Over a million developers have joined DZone.
{{announcement.body}}
{{announcement.title}}

Schema Migration for Databases

DZone's Guide to

Schema Migration for Databases

You should use change management tools to maintain your database schema. There are great open-source SCM tools available to make your life easier, especially when you're using CI.

· Database Zone
Free Resource

Running out of memory? Learn how Redis Enterprise enables large dataset analysis with the highest throughput and lowest latency while reducing costs over 75%! 

This article is featured in the new DZone Guide to Databases. Get your free copy for more insightful articles, industry statistics, and more!

It is generally accepted that you should always use proper version control when developing software. Why wouldn’t you do the same with your database changes?

The question is, how do you manage changes to the database? The quick answer is, “write .sql scripts and check them into the version control system.” As usual, things aren’t always as simple as they first seem. Maintaining “build from scratch” scripts in version control is easy enough, but what do you do when you need to modify an existing database object?

The Hard Way

One method I’ve used in the past is to maintain two sets of scripts, each set in a different directory: one for new installations and one for upgrades.

New Installation Scripts

In this directory, I have scripts for creating database objects. I prefer to have a single script handle a single object such as a table, view, or stored procedure. I also include separate scripts that will populate the default data in the master tables.
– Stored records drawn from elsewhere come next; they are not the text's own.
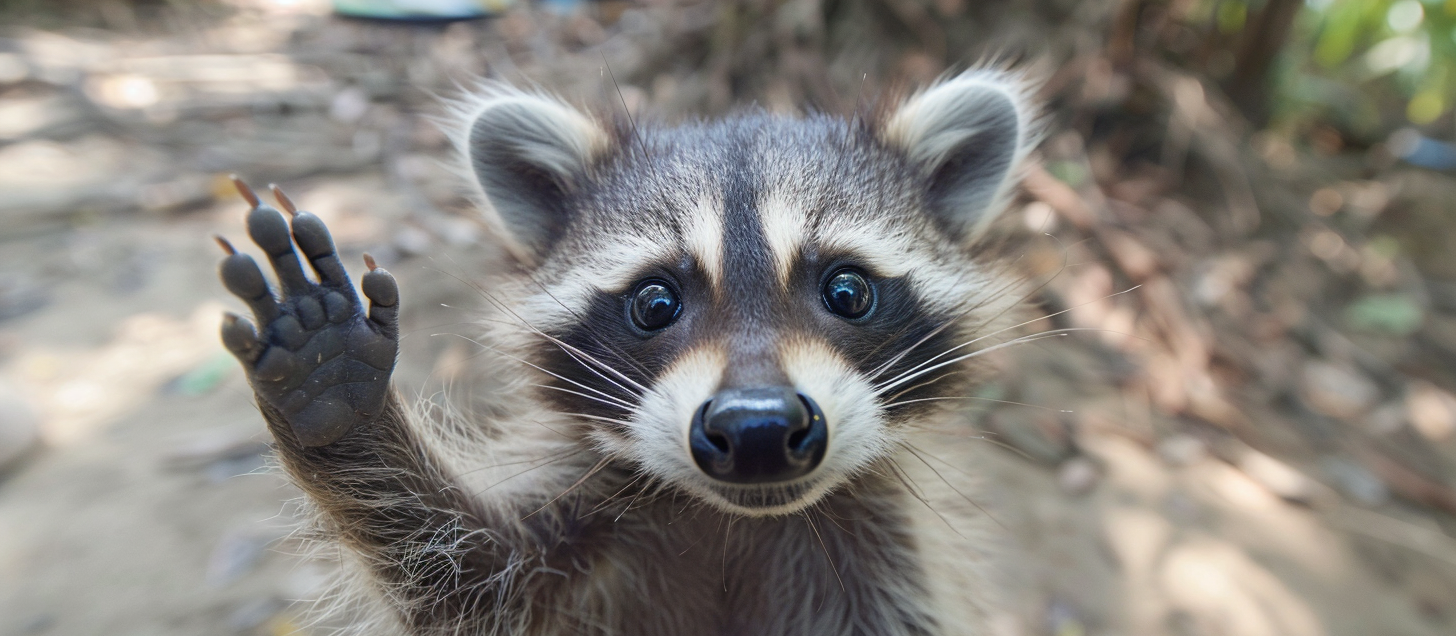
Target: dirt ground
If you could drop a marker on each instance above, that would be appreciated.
(1149, 489)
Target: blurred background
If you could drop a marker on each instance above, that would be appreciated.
(1248, 201)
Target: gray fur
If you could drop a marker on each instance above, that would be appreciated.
(572, 507)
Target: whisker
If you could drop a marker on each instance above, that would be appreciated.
(904, 479)
(977, 398)
(540, 368)
(600, 505)
(609, 402)
(584, 478)
(1015, 326)
(913, 374)
(527, 470)
(995, 294)
(823, 546)
(916, 453)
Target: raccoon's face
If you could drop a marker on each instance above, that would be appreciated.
(753, 310)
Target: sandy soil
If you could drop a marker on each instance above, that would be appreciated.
(149, 508)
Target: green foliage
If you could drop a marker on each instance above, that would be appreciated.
(1351, 60)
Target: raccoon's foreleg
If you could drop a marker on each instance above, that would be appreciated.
(321, 368)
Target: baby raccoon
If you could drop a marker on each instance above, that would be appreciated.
(740, 345)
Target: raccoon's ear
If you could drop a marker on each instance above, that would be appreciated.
(968, 134)
(529, 152)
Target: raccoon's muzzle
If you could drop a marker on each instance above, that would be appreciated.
(759, 435)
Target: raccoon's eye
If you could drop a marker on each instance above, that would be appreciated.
(849, 294)
(654, 306)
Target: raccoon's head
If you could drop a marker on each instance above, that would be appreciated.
(753, 310)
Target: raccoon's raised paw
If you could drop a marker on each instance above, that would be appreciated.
(321, 358)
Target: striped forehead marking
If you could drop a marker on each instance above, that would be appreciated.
(785, 229)
(703, 236)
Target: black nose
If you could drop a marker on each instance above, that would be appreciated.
(759, 435)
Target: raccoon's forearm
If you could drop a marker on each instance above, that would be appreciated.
(382, 494)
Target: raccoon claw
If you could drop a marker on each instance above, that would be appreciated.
(318, 355)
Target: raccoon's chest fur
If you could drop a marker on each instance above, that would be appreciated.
(736, 348)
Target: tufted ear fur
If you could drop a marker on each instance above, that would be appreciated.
(968, 134)
(529, 152)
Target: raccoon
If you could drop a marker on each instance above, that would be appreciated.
(740, 347)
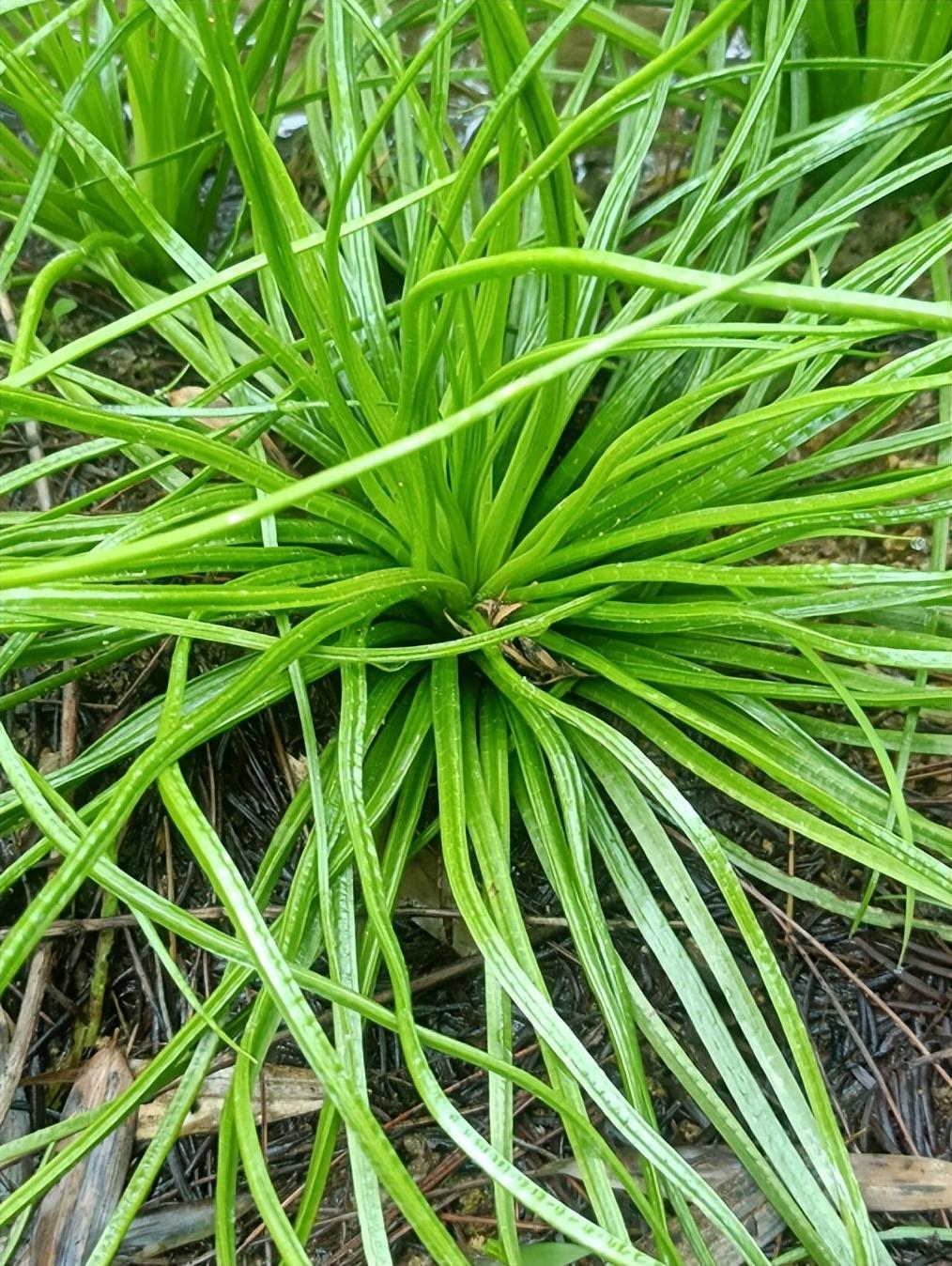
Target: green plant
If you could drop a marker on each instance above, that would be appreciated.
(876, 36)
(542, 548)
(135, 90)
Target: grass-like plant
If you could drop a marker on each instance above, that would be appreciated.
(548, 469)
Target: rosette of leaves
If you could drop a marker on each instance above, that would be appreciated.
(576, 510)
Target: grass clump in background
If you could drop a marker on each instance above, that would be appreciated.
(538, 509)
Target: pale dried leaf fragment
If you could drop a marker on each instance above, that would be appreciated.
(903, 1184)
(498, 610)
(282, 1091)
(424, 885)
(157, 1232)
(72, 1214)
(889, 1184)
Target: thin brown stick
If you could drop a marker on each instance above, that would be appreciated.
(850, 975)
(25, 1025)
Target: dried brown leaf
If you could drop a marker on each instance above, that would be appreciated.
(282, 1091)
(72, 1214)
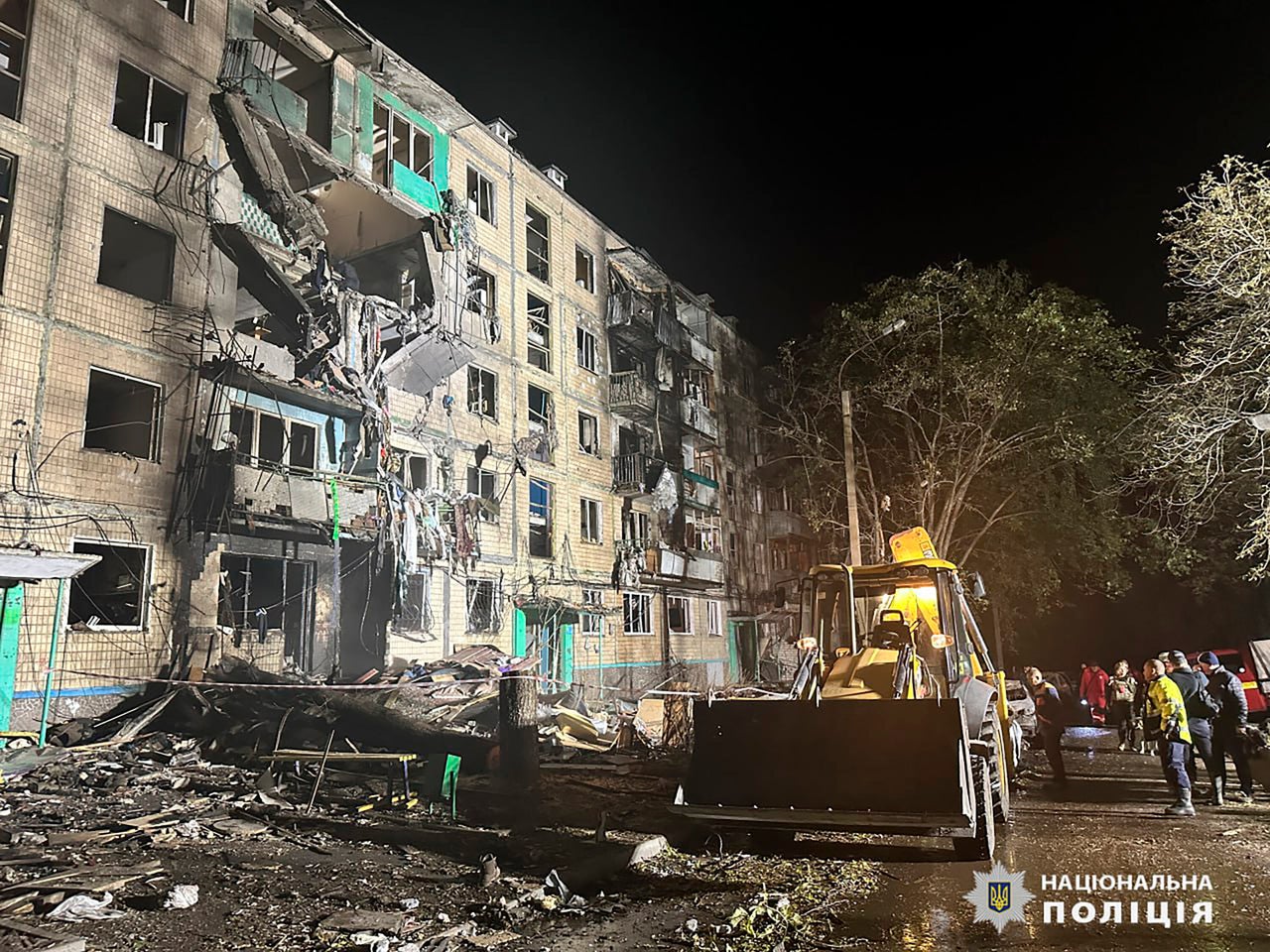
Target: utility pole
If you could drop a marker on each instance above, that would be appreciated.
(848, 458)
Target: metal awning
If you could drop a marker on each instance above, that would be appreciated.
(33, 565)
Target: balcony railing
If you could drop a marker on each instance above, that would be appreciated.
(630, 394)
(630, 471)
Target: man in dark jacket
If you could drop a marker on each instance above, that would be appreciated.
(1194, 687)
(1228, 728)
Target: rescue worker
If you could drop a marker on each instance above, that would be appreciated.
(1093, 690)
(1049, 721)
(1166, 720)
(1121, 689)
(1228, 729)
(1199, 712)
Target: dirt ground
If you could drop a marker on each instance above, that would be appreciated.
(272, 880)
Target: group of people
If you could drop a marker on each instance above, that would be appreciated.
(1179, 711)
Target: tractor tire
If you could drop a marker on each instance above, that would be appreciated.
(984, 841)
(997, 772)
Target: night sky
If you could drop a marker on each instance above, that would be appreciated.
(780, 163)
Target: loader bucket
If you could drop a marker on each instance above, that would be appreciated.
(885, 766)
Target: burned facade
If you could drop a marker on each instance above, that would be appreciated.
(330, 377)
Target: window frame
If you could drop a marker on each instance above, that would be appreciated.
(483, 180)
(645, 602)
(587, 281)
(180, 145)
(480, 394)
(534, 262)
(581, 444)
(155, 420)
(21, 75)
(688, 615)
(144, 583)
(583, 338)
(592, 520)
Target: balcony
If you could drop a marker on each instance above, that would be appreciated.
(783, 522)
(631, 395)
(698, 416)
(630, 474)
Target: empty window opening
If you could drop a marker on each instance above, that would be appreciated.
(588, 433)
(398, 143)
(585, 349)
(679, 615)
(113, 590)
(149, 109)
(122, 414)
(262, 595)
(481, 608)
(416, 604)
(540, 518)
(8, 177)
(584, 270)
(14, 31)
(182, 8)
(636, 613)
(541, 424)
(538, 244)
(480, 195)
(483, 393)
(590, 525)
(540, 333)
(480, 483)
(136, 258)
(480, 293)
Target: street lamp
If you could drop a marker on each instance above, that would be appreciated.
(848, 447)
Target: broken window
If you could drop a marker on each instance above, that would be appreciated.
(480, 483)
(636, 613)
(588, 433)
(8, 175)
(679, 615)
(481, 393)
(540, 518)
(585, 349)
(149, 109)
(182, 8)
(112, 593)
(122, 414)
(593, 620)
(540, 333)
(584, 270)
(480, 293)
(635, 527)
(273, 442)
(136, 258)
(480, 195)
(14, 30)
(481, 611)
(416, 604)
(541, 424)
(397, 141)
(590, 525)
(538, 244)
Upgrade From Version X to Y

In this directory are the scripts that will alter the database objects, upgrading them from one version to the next.When needed, this will include any data migration scripts.

In both directories, there is a master script that runs the change scripts in the correct order. Each script should contain validation logic to ensure they only run when they are supposed to and they raise any errors if something goes wrong.

While this approach can work, it’s not perfect and there are some problems that are difficult to address.

  • How sure can we be that everything ran?

  • If there’s a problem somewhere in the process, how do we rollback the changes?

  • Can I run some scripts only for testing and not in production?

Each of these problems has the same answer: Write more scripts.

Use a Schema Change Management (SCM) Tool Instead

Typically, an SCM (sometimes called a migration tool) will function like a combination of “the hard way” directories above. Every change you make is defined in a change log. You’ll start with the very first “create table” changelog and add a new changelog for all changes made from then on, such as adding or dropping a column, index, or constraint. The SCM tool will keep track of what has or hasn’t been run and implement only the new changes. If you’re doing a brand-new install, it will start at the beginning and run them all.

There are a lot of great SCM tools available, and many of them are open source.

If you’re using a programming framework in your application, such as Python’s Django or Ruby on Rails, it may have built-in SCM tools. My first real experience with an SCM tool was a few years ago. I was writing a small Ruby on Rails application using Active Record, and since then, I have been a strong advocate for SCM tools.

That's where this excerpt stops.